This is an older model, one that never quite went away in some church groups and cultures, and is now making a comeback. Why?

The principle reason is that the model of interim ministry developed in the 1980s is no longer a good fit for many churches in the 21st century. That model was of the specially trained, “intentional” interim minister, an expert in transitional ministry. Interims were equipped with “the five tasks of interim ministry” and credentialed as specialists. The length of interim ministry periods has become longer, up to two and sometimes even three years, and interims have come to expect significantly higher compensation.

Why is this model no longer as good a fit as it once was?

First, churches today find themselves in a much more competitive environment. Many cannot afford an extended period of being “on hold” during which time both continuity and momentum are lost.

A second reason is that congregations are discovering that the talent pool for pastoral leaders is an increasingly shallow one. The standard denominational system for providing leaders is unreliable.

The intentional interim ministry model assumed a denominational system was relatively stable. A church could take time out, and could count on a deep pool of competent pastoral leaders to choose from when the time came. That is less and less the case. The upshot for some congregations is that they go from a two year interim to a new pastorate that is, in a sense, another (albeit unintentional and unhappy) interim. Before you know it, a once-strong congregation has been “in transition” for five or six years. Fewer congregations today can withstand such extended periods without clarity and direction.

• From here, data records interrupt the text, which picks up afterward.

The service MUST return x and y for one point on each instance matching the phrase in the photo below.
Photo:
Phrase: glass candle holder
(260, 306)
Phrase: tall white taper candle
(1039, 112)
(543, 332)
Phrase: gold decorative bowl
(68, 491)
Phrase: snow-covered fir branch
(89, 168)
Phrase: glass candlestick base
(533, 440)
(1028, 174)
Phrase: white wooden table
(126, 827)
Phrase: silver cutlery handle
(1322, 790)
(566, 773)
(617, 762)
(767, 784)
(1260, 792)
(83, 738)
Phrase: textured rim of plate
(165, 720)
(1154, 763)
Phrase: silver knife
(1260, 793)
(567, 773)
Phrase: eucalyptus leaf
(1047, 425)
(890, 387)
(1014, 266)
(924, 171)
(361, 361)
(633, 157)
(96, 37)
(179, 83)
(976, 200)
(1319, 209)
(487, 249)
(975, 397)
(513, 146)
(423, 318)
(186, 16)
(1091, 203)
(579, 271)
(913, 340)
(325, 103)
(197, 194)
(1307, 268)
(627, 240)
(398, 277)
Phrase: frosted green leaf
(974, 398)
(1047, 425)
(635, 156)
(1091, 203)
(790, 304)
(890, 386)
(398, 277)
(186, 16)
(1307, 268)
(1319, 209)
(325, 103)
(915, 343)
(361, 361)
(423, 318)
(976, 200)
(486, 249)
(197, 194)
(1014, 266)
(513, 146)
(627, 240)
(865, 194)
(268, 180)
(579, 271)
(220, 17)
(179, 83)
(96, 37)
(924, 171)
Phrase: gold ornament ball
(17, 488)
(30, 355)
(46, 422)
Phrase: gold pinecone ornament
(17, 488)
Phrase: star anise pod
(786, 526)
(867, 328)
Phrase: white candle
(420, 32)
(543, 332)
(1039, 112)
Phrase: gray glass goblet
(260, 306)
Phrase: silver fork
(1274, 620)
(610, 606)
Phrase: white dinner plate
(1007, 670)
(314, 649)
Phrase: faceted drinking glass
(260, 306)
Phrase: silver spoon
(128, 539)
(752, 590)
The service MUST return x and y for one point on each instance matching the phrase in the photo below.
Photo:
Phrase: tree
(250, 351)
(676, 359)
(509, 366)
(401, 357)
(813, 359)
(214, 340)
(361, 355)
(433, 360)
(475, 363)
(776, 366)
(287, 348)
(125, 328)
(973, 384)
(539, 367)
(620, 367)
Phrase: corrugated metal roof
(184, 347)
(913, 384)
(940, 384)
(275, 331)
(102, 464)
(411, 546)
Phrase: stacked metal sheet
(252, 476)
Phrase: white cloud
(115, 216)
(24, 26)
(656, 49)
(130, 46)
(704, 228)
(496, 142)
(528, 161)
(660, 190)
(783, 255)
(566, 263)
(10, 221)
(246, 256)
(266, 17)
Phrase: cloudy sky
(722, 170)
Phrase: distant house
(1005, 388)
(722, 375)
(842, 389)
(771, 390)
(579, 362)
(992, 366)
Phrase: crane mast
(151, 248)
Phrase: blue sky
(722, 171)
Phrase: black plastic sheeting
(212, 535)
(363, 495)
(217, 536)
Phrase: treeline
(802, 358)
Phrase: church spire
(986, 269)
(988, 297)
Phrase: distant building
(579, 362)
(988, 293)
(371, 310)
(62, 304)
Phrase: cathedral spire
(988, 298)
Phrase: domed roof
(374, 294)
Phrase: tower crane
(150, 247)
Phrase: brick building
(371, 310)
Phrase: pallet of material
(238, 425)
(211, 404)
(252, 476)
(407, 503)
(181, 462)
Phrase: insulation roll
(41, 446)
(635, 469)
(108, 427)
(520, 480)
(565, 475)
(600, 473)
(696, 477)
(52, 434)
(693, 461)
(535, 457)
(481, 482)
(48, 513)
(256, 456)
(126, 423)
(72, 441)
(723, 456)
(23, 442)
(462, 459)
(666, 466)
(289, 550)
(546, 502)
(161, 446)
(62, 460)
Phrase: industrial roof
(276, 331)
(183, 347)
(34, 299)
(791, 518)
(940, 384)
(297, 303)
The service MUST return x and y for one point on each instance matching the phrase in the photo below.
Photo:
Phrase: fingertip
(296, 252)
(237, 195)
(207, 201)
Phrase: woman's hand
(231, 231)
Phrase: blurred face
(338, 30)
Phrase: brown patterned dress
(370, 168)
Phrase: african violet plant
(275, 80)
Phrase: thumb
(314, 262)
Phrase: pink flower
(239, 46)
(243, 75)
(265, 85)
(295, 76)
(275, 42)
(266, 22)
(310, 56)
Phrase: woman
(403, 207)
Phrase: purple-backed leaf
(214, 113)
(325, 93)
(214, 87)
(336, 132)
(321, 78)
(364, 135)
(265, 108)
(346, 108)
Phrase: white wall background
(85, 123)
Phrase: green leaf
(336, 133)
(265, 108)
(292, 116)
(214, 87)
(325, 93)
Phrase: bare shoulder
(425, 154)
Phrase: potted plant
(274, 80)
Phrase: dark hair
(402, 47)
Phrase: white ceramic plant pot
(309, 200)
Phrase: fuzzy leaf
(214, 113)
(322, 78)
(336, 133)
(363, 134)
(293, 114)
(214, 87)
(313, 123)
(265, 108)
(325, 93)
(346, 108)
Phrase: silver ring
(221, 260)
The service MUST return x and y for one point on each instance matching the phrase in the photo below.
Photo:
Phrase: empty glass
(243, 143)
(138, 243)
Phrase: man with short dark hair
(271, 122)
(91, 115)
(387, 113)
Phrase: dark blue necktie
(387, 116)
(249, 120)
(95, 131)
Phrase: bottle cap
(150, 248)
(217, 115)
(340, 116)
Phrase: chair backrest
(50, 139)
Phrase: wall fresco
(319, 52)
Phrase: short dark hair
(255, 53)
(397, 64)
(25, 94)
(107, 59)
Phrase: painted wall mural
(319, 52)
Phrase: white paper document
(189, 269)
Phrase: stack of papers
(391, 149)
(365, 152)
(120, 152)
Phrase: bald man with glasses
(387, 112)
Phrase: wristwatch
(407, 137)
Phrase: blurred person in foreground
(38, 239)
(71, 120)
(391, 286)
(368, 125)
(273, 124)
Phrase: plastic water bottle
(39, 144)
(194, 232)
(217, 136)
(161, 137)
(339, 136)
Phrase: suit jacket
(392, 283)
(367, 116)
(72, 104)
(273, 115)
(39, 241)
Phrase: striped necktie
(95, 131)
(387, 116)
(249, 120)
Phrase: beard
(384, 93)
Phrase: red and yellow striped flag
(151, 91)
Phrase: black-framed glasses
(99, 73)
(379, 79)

The pastoral succession model is a more proactive one, in which congregations actively seek out the right leadership without leaving themselves wholly dependent on the usual denominational placement system. Moreover, they have the help of the incumbent, with that person’s connections and network, in doing that work.

A third reason is the quality of those doing this specialized transitional ministry. While some transitional ministers are exactly what a congregation needs, some are people who have gravitated to transitional ministry because they haven’t been successful as pastors and have found a way to mask mediocrity with the mantel of the specialist or expert.

Is the older, or a re-designed, pastoral succession model the answer? For some congregations it is. It seems to work particularly well for larger churches that depend heavily on the quality of pastoral leadership. It works well when the outgoing pastor is ending their career. It works well when that person gives his or her blessing to their successor and then gets off the stage. It works well when a congregation has the capacity to start doing the serious work of asking what kind of leadership is needed for the next chapter of its life two years before the incumbent exits instead of waiting until a year after that person is gone.

Does the pastoral succession model always work? No. No model always works. But for some congregations it is an option worth considering and may prove a better fit than the interim or transitional ministry specialist.